Photo: Claudio Nogueira

Most research is focused on increasing the productivity of planted trees for various industrial purposes. These objectives include pulp, paper and wood production; as well as the use of trees as “bioenergy” crops – to produce biomass and liquid “cellulosic biofuel”. There is also some interest in genetically modifying trees to produce other industrial materials such as pharmaceuticals, using the trees as “biofactories”, as well as experiments to sell carbon credits and proposals to release these trees into the wild to “restor” endangered species. of extinction.

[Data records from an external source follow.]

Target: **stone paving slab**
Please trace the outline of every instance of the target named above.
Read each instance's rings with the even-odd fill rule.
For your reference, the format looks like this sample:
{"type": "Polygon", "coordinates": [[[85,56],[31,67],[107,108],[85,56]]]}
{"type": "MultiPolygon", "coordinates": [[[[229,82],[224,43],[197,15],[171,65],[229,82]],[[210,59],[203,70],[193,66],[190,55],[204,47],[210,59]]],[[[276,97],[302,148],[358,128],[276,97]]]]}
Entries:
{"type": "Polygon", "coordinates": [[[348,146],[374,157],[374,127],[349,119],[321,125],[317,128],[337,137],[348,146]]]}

“It made us realize that it is another problem that we will have to deal with”, ponders Beto. “These transgenic eucalyptus trees grow very quickly. Therefore, they must also suck water very quickly, they are resistant to poisons. We can imagine that the burden of poisons in monocultures will increase, and that is what we expect from these researchers: that they return to their countries also understanding that non-transgenic eucalyptus is already a tragedy”, he concludes.

The foreign delegation continued its tour of Brazil with audiences at UnB and Esplanada dos Ministérios, in Brasília, and will continue to Mato Grosso do Sul, also to verify the role of eucalyptus plantations in the environmental imbalance in the state.